4. Irrational Slashing. The final crucial moment is a result of failure to address the previous three. Senior leaders see (or simply expect) denial, avoidance, and collusion. They don’t trust their reports to make the hard calls, and they fully expect disingenuous support from the organization. In this crucial moment, when leaders are driven by mistrust, they can either talk it out or act out. Our study showed that fewer than 29 percent of leaders confront the trust issue head on. Rather than talking, they act out by demanding across‐the‐board cuts rather than intelligent reductions.
Leaders who exclude the team instead of confronting their actions are nearly three times more likely to undermine their own purpose by either undercutting their mission, making ill‐advised cuts, or resorting to uniform across‐the‐board cuts rather than implement a more tailored approach.

What Leaders Can do to Create Financially Agile Teams
Our agile teams are 250 percent more likely to say they “may miss a few opportunities, but generally do okay.” Our less agile teams are 360 percent more likely to say they miss hundreds of thousands, millions, or tens of millions of dollars in lost opportunities. So here’s what leaders can do to take control:
1. Model and Teach Dialogue Skills. Leaders must overtly foster the dialogue skills required to address these four crucial conversations. In the best organizations, leaders make sure they have the skills, and then take the lead in teaching them to others.

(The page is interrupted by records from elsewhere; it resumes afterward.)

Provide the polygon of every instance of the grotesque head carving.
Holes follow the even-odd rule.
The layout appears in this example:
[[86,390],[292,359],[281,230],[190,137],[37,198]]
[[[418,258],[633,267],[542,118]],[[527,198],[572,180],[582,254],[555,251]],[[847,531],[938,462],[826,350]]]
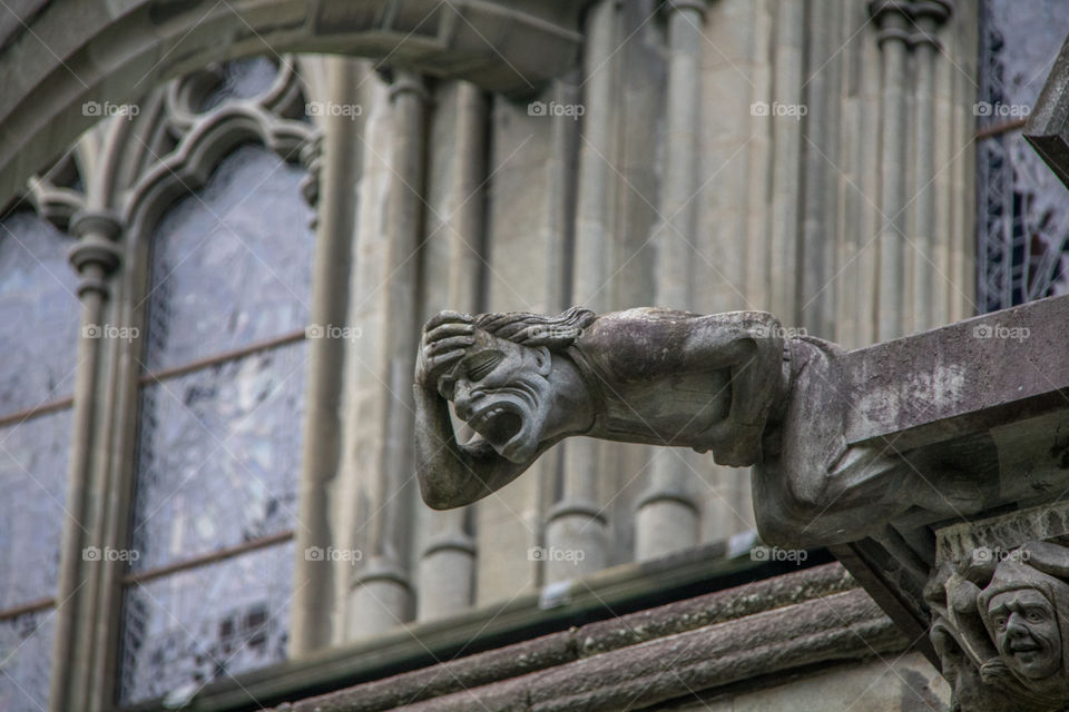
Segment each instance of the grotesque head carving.
[[994,568],[977,607],[1001,662],[1037,691],[1067,690],[1069,584],[1059,575],[1069,551],[1030,543]]
[[480,315],[475,343],[439,378],[439,393],[498,454],[529,462],[547,437],[552,352],[570,346],[594,318],[592,312],[577,307],[558,317]]
[[987,619],[994,646],[1016,675],[1042,680],[1061,668],[1061,634],[1053,604],[1036,589],[1017,589],[990,599]]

2. Schedule Regular Financial Workouts. These are complex conversations that require dedicated time to play out. Leaders need to commit regular and substantial blocks of time to address these four topics.
3. Publicly sacrifice a sacred cow. Sacrifice breathes life into new values.
4. Support decisions that favor timeliness over perfection. Most managers believe their leaders expect perfection. This tacit belief can create peril in bad times. The most agile leaders accept that their team’s information will never be perfect, help them determine the nature of the uncertainties they face, and encourage them to tailor their decisions to the information they have.
5. Create safe “sub dialogues.” Break the fiscal challenge into discrete problems and assign small crossfunctional
groups of peers to work in a time‐bound way to generate solutions.
Conclusions

The greatest barrier to financial agility is not a lack of intelligence or a lack of time; it’s a lack of focused and unified dialogue. While the need for financial agility is greater today than at any time in recent memory, the capacity to engage an entire organization in candid, timely and wise deliberation pays returns in any season. The present study shows that quality and speed are not at odds. If leaders invest in the skills, time, and support required to allow people to hold the four crucial conversations we outline here, they can generate both profoundly wise (10 times higher quality solutions as judged by their own managers) and surprisingly rapid solutions to their financial challenges.